Control rack, its cabinet is arranged the select button of touch-screen and switching/releasing; And

PLC, is arranged in described control rack, is connected with described touch-screen by communication cable, and controls cable with described select button by first and be connected;

Wherein, described PLC controls cable by second and feeds out with described first via bus, described second road bus, described first incoming power, described second incoming power, described first respectively to feed out with circuit breaker, described second and be connected with circuit breaker, described first lead-in circuit breaker, described second lead-in circuit breaker and described bus, with according to their state to described first incoming power, described second incoming power, described first transmission line circuit, described second transmission line circuit or/and described bus closes a floodgate or sub-switching operation.

2. middle pressure power transmission and distribution automatic switching control system according to claim 1, is characterized in that, described PLC controls cable by the 3rd and is connected with an electric power monitoring system.

3. middle pressure power transmission and distribution automatic switching control system according to claim 1 and 2, it is characterized in that, described PLC is two covers.

4. middle pressure power transmission and distribution automatic switching control system according to claim 1 and 2, it is characterized in that, described PLC connects a ups power, and described ups power is arranged in described control rack.

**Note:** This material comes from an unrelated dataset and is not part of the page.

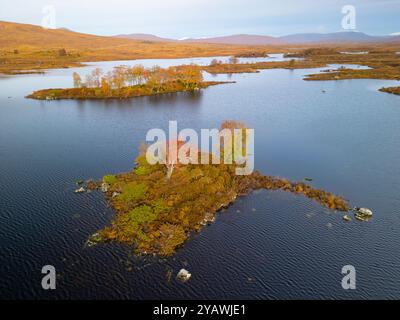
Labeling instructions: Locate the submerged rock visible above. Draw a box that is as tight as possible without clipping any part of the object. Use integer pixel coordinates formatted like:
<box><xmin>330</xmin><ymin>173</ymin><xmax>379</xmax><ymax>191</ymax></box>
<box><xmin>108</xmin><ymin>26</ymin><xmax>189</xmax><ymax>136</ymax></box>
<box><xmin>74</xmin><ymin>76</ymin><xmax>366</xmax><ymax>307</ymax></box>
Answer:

5. middle pressure power transmission and distribution automatic switching control system according to claim 1 and 2, it is characterized in that, described first incoming power comprises first mains supply of a 6-35kV and at least one first emergency power supply, described second incoming power comprises second mains supply of a 6-35kV and at least one second emergency power supply, described first lead-in circuit breaker comprises the first civil power lead-in circuit breaker and the first emergent lead-in circuit breaker, described second lead-in circuit breaker comprises the second civil power lead-in circuit breaker and the second emergent lead-in circuit breaker, described first mains supply, described first emergency power supply, described second mains supply, described second emergency power supply, described first civil power lead-in circuit breaker, described first emergent lead-in circuit breaker, described second civil power lead-in circuit breaker, described second emergent lead-in circuit breaker controls cable by each self-corresponding second and is connected with described PLC.